The interconnected relationship between past, present, and future is woven throughout the album’s eight original compositions and sequenced as a conversation between we the living, and those who have come before us. The album’s opening song, “The Ancestors’ Call Upon Us,” begins this intergenerational dialogue with the crescendoing sound of the foundation of African and African Diasporic music: the drum. Artry’s pulsating drum solo is followed by Garcia, Dillingham, and Fahmy’s percussive counterpoints over which Carroll, Wasily, and Griffin’s ancestors collectively and independently “speak.” In their solos, each voice conveys that which has been key to our survival as a people: Carroll’s assuredly measured phrasing underscores the concept of cool not just as aesthetic but an approach to life, Wasily’s persistent and determined tone reflects the history of our resolve, and Griffin’s dexterity reminds us to marvel at the beauty we create out of it all.
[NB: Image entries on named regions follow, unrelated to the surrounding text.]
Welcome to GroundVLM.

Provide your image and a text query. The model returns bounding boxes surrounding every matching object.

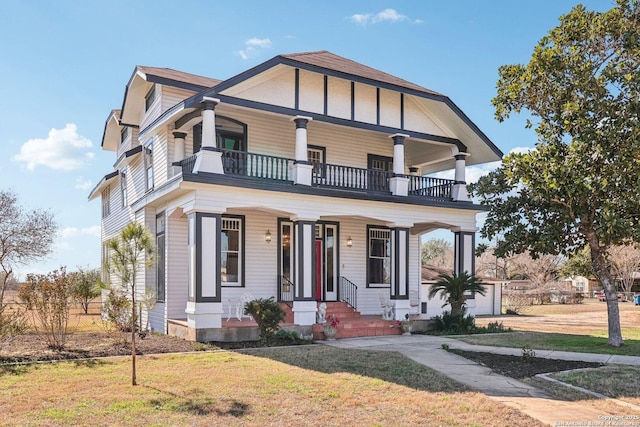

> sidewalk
[321,335,640,425]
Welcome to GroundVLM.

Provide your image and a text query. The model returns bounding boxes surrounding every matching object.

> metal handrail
[338,276,358,311]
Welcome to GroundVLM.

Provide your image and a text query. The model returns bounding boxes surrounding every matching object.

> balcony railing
[409,176,453,200]
[222,150,293,181]
[174,150,454,201]
[311,163,392,193]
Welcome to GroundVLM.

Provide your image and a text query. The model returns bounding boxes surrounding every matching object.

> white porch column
[451,153,469,202]
[291,116,313,185]
[389,133,409,196]
[293,219,318,325]
[391,227,411,320]
[185,212,223,339]
[453,229,476,316]
[173,131,187,175]
[193,96,224,174]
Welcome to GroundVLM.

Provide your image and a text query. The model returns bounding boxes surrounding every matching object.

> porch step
[313,318,402,340]
[318,302,360,321]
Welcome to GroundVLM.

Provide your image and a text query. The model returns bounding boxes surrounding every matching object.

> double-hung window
[144,144,153,191]
[367,227,391,288]
[156,212,166,302]
[220,216,244,286]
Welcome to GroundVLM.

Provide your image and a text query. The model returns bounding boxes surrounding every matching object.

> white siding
[165,212,189,319]
[327,77,351,119]
[298,70,324,114]
[354,83,377,124]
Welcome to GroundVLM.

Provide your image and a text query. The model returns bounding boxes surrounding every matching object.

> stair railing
[338,276,358,311]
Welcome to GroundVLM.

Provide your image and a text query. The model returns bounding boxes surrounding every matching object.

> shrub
[433,307,475,335]
[18,267,72,350]
[244,297,285,342]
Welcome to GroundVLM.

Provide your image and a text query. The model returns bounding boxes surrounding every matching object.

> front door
[315,224,338,301]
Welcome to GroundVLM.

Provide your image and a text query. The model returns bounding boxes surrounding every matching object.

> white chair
[378,292,393,320]
[236,292,255,321]
[409,291,420,314]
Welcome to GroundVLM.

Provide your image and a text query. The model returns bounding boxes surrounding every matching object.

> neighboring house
[89,51,502,341]
[420,265,509,317]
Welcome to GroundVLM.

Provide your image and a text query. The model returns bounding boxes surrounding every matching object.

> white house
[89,51,502,341]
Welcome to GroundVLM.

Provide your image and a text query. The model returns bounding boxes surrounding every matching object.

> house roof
[279,50,442,96]
[136,65,221,89]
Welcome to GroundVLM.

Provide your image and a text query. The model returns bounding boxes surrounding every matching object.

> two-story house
[89,51,502,341]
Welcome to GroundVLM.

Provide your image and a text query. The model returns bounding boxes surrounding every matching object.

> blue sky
[0,0,613,275]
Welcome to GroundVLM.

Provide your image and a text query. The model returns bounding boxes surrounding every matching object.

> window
[307,145,326,177]
[144,84,156,111]
[367,227,391,288]
[143,145,153,191]
[102,187,111,218]
[156,212,165,302]
[120,171,127,208]
[220,217,244,286]
[120,127,129,144]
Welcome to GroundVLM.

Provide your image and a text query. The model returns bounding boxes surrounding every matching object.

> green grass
[0,346,541,427]
[454,330,640,356]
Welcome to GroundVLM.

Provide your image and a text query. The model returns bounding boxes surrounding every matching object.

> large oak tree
[472,0,640,346]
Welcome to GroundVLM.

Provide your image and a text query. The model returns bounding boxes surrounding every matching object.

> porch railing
[409,176,453,200]
[312,163,392,192]
[338,276,358,310]
[278,276,294,308]
[222,150,293,181]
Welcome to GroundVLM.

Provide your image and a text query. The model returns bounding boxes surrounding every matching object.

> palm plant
[429,271,487,316]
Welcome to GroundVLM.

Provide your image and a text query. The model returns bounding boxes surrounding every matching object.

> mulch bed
[449,349,603,379]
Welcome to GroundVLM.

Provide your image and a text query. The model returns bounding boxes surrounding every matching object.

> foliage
[105,222,154,385]
[428,271,486,316]
[470,0,640,346]
[69,267,102,314]
[421,239,453,267]
[0,190,57,305]
[244,297,285,342]
[0,304,27,348]
[432,308,475,335]
[18,267,72,350]
[102,288,135,336]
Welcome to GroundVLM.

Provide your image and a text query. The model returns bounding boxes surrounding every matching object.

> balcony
[174,150,454,201]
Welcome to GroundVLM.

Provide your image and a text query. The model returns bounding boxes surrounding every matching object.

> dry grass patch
[0,346,540,426]
[552,365,640,406]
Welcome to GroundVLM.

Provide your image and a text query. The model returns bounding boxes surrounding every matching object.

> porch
[173,149,455,201]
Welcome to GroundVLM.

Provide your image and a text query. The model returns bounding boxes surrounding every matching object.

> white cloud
[73,176,92,191]
[349,8,424,27]
[12,123,95,171]
[58,225,101,239]
[237,37,272,60]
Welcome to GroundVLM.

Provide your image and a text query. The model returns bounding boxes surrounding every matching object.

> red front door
[316,240,323,301]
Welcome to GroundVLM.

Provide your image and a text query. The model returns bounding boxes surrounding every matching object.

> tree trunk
[587,233,624,347]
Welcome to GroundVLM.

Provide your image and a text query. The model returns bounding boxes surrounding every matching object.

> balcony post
[193,96,224,174]
[291,116,313,185]
[451,153,469,202]
[389,133,409,196]
[173,131,187,175]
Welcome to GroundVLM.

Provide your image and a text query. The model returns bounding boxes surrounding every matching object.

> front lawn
[0,346,540,426]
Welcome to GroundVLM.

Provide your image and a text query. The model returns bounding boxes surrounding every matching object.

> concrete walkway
[321,335,640,425]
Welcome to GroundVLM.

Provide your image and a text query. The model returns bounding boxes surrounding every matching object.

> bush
[18,267,72,350]
[244,297,285,342]
[433,307,475,335]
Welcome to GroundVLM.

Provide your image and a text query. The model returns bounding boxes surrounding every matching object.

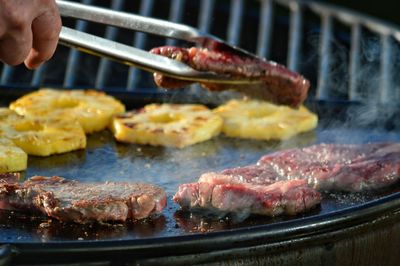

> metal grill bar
[127,0,154,91]
[379,34,394,103]
[227,0,243,45]
[63,0,93,88]
[257,0,273,58]
[349,24,361,101]
[287,2,303,71]
[95,0,125,89]
[316,14,332,99]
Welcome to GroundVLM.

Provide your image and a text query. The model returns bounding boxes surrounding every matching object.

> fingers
[0,0,61,69]
[24,5,61,69]
[0,0,32,65]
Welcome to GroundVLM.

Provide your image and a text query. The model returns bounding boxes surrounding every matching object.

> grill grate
[0,0,400,103]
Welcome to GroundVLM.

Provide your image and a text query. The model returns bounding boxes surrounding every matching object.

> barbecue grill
[0,0,400,265]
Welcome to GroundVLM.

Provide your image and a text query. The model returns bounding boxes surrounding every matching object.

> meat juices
[150,46,310,107]
[174,143,400,216]
[0,176,166,223]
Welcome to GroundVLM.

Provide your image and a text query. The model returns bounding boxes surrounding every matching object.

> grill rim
[4,188,400,263]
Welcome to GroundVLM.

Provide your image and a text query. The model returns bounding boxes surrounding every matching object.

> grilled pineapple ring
[0,108,86,156]
[10,89,125,133]
[0,138,28,173]
[213,100,318,140]
[111,104,222,148]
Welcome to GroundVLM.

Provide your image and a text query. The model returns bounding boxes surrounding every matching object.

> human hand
[0,0,61,69]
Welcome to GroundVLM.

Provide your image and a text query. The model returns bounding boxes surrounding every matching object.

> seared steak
[257,143,400,192]
[174,173,321,216]
[174,143,400,216]
[150,46,310,107]
[0,176,166,223]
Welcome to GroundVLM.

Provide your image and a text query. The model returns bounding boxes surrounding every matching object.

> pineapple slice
[0,138,28,173]
[110,104,222,148]
[0,108,86,156]
[213,99,318,140]
[10,89,125,133]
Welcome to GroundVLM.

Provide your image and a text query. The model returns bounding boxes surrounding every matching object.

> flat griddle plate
[0,90,400,245]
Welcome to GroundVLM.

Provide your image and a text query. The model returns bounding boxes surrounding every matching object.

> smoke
[302,25,400,143]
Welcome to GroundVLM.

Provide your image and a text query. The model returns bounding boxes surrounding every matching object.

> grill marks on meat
[174,143,400,216]
[0,176,166,223]
[257,143,400,192]
[174,173,321,216]
[150,46,310,107]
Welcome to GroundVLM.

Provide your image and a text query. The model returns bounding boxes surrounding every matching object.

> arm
[0,0,61,69]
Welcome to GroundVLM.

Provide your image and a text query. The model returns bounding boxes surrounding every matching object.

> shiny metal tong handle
[56,0,259,84]
[56,0,205,42]
[59,27,230,84]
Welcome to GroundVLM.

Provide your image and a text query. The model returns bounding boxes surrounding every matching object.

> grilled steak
[174,143,400,216]
[257,143,400,192]
[174,173,321,216]
[0,176,166,223]
[150,46,310,107]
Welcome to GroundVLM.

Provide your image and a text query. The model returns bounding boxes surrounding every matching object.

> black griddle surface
[0,89,400,243]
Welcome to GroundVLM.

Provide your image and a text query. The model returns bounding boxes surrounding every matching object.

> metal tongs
[56,0,259,85]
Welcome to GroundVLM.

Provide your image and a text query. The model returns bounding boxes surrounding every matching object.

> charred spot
[115,113,132,118]
[124,123,137,128]
[152,128,164,133]
[195,116,207,121]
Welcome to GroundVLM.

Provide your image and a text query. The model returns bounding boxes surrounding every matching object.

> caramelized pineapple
[10,89,125,133]
[0,138,28,173]
[214,100,318,140]
[110,104,222,148]
[0,108,86,156]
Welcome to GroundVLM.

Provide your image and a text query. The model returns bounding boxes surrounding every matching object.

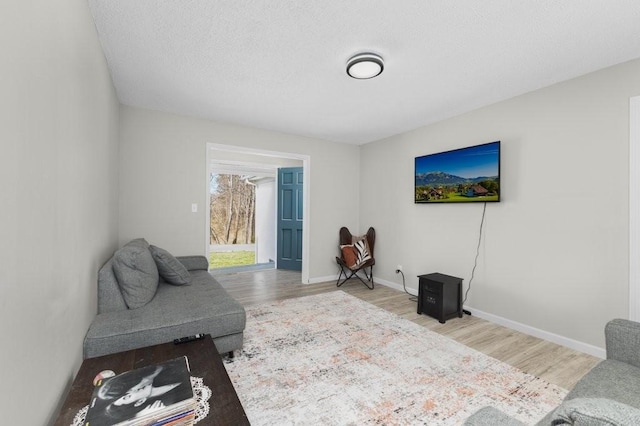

It is this wisdom that we are charged to remember in the wake of a cacophony of screeching horns and thunderous drums that lead the imagined aftermath of “Beyond The Battle.” Once the warring chaos ends, Artry’s militaristic drum cadence calls us to attention while Fahmy plays a contemplative melody of respite. Carroll and Griffin’s dueting harmonies intensify the contemplative mood of the song – to listen to it with closed eyes is to hear Griffin’s repeated refrain as an alternating prayer and plead for guidance from the ancestors on behalf of all of us as if to ask, “Where do we go now? Where do we go now from here?” Carroll offers an achingly visceral response reassuring us that our cries to the ancestors never go unheard or unanswered.

Throughout the album, Carroll invokes ancestral presences not only as unnamed omnipresent figures but also as specific points of musical and cultural reference. Echoes of John Coltrane’s “Psalm” and “Welcome” and Lee Morgan’s “Search For The New Land” are heard in the grand, otherworldly entrance of drum, bass, piano, and horn on the album’s final songs, “Resolution For Us” and “The Ancestors’ Final Words.” On the haunting dirge, “Aries Goddess (For Consuela and the Fallen)”, Irving’s lamenting voice soars as she sings, “Fly away, fly away/ rise above this empty space to endless love/ because you are, we are made new,” offering the incantation of flight present in the folktale, “The People Could Fly,” as a liberatory refuge to victims of gun and police violence.

The remaining songs, “Generational Response,” “Assemble the Enlightened,” and “Urgency” joyously complete the album, each evoking a sense of preparedness and steadfastness to be passed on for generations to come. On The Ancestors’ Call, Marques Carroll completes the cycle by heeding the call of those who have come before him and invites us to do the same.